Health Department Reports Pa. Swine Flu Case

The case in Pennsylvania involved a child and is similar to previous, rare human infections with swine-origin H3N2 viruses, but is unique in that it contains a genetic component of the H1N1 virus.

The Pennsylvania Department of Health is advising the public of an investigation into a human case of novel influenza A virus in Pennsylvania and is urging the public to take everyday precautions to prevent the spread of respiratory viruses.

According to a release, the case involves a child who has fully recovered from the illness. No additional human infections with this virus have been identified to date.

Influenza viruses are commonly found in humans, swine, birds and other animals. The case in Pennsylvania is similar to previous, rare human infections with swine- origin H3N2 viruses, but is unique in that it contains a genetic component of the H1N1 virus.

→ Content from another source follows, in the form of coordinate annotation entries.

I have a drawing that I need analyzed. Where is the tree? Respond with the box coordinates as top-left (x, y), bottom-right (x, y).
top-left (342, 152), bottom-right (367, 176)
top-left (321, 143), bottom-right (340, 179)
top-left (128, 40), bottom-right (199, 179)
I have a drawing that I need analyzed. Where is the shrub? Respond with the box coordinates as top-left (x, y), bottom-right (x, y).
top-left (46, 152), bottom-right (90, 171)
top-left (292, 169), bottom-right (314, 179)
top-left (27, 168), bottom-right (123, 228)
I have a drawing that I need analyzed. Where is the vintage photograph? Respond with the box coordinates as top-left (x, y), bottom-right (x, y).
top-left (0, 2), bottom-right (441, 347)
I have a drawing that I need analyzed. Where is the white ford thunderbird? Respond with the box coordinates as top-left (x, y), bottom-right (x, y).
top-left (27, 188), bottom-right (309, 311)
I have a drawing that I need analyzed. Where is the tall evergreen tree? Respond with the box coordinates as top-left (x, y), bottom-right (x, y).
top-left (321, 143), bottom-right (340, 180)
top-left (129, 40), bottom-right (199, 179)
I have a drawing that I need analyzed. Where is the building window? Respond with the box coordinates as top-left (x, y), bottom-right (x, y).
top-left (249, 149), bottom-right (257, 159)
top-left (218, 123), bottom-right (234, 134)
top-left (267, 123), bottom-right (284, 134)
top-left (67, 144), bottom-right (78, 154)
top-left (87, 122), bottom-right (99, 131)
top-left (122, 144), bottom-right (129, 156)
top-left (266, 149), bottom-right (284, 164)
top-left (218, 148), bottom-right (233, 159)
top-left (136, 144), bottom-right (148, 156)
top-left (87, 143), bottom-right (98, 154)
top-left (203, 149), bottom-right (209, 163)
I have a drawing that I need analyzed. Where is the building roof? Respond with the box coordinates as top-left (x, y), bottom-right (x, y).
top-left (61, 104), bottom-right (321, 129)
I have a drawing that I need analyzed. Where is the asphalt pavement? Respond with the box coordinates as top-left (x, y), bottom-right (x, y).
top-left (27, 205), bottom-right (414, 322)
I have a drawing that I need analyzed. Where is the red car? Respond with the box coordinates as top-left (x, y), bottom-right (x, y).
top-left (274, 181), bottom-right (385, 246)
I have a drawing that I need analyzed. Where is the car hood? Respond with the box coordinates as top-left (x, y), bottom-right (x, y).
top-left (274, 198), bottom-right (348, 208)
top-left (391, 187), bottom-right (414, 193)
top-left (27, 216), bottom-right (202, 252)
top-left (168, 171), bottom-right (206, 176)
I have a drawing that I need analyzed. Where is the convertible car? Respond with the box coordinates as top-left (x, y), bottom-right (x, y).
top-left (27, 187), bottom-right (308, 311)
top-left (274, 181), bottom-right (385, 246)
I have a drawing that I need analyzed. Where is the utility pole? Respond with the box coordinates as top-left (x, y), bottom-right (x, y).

“At this time, with only one case of this kind identified in Pennsylvania, we cannot yet say there is a significant risk to public health,” said Pennsylvania Department of Health Secretary Dr. Eli Avila. “However, it is something that we are taking very seriously and actively investigating.”

The virus was identified quickly through collaboration between a local hospital, Pennsylvania Department of Health’s Bureaus of Laboratories and Epidemiology and the Centers for Disease Control and Prevention (CDC).

It is genetically similar to a case identified in Indiana earlier this year, although no link has been identified between the two cases. The Centers for Disease Control and Prevention included the two cases in a Morbidity and Mortality Weekly Report, issued online today.

Symptoms experienced in the patient in Pennsylvania were similar to that of seasonal influenza, and included fever, lethargy, lack of appetite and coughing. Other influenza symptoms may also include a runny nose, sore throat, eye irritation, nausea, vomiting and diarrhea.

As the investigation into the case continues, the Pennsylvania Department of Health reminds residents to take everyday preventative actions, including:

  • Covering the nose and mouth with a tissue when coughing or sneezing or sneezing into your sleeve or elbow if you do not have a tissue
  • Washing your hands often with soap and water for at least 20 seconds, especially after you cough or sneeze, or using an alcohol-based hand cleaner
  • Staying home from work, school, and social gatherings if you have flu-like and feverish symptoms to help prevent others from catching your illness

If you or your children become ill with symptoms of influenza, the Pennsylvania Department of Health recommends you contact your health care provider.